En conclusion, que dire :
– il est évident que la personne maîtrisant le sujet (les derniers jours d’Hitler) ne découvrira rien de nouveau, voire même une légère frustration à la découverte de la partie historique. Toutefois, il peut s’agir d’un bon complément pour la découverte (ou tout au moins un bref aperçut) des archives russes en la matière. Là encore, le spécialiste ne pourra que rêver aux documents, relatifs au IIIe Reich et la WWII, qui restent à y découvrir.
– le lecteur plus novice trouvera lui un ouvrage relativement intéressant pour rappeler les grands éléments sur les derniers jours d’Hitler (là encore,malgré quelques erreurs, on ne note pas d’incohérences majeures), qu’il conviendrait évidemment de compléter par quelques ouvrages d’un plus haut niveau (on peut penser notamment à La Fin, Allemagne 1944 – 1945 de Ian Kershaw ou La Chute de Berlin par Anthony Beevor ou Les Cents Derniers Jours d’Hitler par Jean Lopez, voir avec beaucoup de pincettes Les Derniers Jours de Hitler par Joachim Fest, pour citer quelques ouvrages faciles d’accès en français, la liste n’étant pas limitative). En outre, la partie enquête est relativement bien faite et remarquablement écrite en donnant un peu l’impression d’un thriller, même si la partie conclusion pourra frustrer légèrement le lecteur. Dans l’ensemble une bonne lecture distrayante pour approcher des aspects historiques essentiels.

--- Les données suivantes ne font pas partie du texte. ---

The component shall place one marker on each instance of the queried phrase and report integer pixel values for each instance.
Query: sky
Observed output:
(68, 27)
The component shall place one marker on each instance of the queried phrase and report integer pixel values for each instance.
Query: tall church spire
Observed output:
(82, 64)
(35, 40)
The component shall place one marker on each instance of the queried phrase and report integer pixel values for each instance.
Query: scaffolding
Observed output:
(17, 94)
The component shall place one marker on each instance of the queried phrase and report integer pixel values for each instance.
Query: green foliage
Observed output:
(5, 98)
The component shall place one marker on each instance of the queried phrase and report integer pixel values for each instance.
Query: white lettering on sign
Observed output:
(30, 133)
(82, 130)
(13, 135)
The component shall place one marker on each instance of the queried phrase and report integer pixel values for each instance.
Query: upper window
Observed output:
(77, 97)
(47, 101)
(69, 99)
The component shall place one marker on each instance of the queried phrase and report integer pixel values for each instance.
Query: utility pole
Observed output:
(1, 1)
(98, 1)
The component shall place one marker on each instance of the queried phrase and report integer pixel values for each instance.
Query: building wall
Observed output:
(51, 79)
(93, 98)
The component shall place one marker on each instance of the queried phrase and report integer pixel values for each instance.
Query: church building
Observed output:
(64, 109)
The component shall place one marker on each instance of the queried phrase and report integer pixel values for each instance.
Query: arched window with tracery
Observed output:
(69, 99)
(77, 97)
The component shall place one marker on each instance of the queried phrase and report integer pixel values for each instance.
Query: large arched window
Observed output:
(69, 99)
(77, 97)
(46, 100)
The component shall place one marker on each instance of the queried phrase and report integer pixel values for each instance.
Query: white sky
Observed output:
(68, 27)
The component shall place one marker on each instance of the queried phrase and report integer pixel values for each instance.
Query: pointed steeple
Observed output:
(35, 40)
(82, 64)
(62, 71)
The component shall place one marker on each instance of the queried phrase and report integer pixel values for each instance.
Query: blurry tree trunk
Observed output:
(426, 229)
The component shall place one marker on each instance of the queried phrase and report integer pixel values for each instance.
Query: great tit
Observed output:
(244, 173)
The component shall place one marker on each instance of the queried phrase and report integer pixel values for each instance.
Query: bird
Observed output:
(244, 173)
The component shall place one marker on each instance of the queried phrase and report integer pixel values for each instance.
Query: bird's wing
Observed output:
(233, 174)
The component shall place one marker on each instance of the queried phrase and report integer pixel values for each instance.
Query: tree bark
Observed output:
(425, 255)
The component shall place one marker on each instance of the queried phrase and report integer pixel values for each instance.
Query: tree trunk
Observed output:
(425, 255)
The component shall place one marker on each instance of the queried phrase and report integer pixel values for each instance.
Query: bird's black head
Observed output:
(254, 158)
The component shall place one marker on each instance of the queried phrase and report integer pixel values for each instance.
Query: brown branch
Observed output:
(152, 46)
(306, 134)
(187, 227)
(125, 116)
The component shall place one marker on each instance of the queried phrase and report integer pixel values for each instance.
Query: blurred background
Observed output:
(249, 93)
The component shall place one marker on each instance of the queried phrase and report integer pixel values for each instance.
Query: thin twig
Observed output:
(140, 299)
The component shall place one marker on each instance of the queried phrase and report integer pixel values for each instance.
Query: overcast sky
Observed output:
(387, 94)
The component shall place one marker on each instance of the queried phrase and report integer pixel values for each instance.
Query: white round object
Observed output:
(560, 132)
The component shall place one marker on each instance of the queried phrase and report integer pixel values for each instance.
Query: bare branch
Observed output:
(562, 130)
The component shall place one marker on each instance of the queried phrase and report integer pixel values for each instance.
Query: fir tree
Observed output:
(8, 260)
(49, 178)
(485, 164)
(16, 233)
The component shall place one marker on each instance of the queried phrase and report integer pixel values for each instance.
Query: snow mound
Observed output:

– mais c’est aussi un peu la faiblesse de l’ouvrage. Si personnellement, j’ai beaucoup apprécié la lecture (terminé dans deux jours), je doute d’éprouver l’envie d’ouvrir une deuxième fois le livre. Il ne dispose pas de la matière pour être utilisé par référence pour d’autres travaux, et il n’apporte finalement rien de bien nouveau qui mérite d’en faire une nouvelle lecture. C’est distrayant, bien écrit, relativement sérieux dans ces analyses, apportant un point de vue intéressant sur la recherche dans les archives russes, illustrant certains faits historiques, mais finalement assez vite oublié. Néanmoins, on ne peut qu’en conseiller la lecture, avec les quelques réserves signalées.

À noter que l’ouvrage dispose d’un cahier photo présentant les différentes pièces d’archives, malheureusement il n’était pas disponible dans ma version promotionnelle, donc je pourrais en juger.

NB : il est signalé un documentaire, en parallèle, sur le sujet (sur France 2). Malheureusement, n’habitant pas en France, je n’ai pas eu l’occasion de le visionner afin de pouvoir comparer avec l’ouvrage. J’essaye de me le procurer (et éventuellement de compléter ma critique ultérieurement en fonction de cet élément).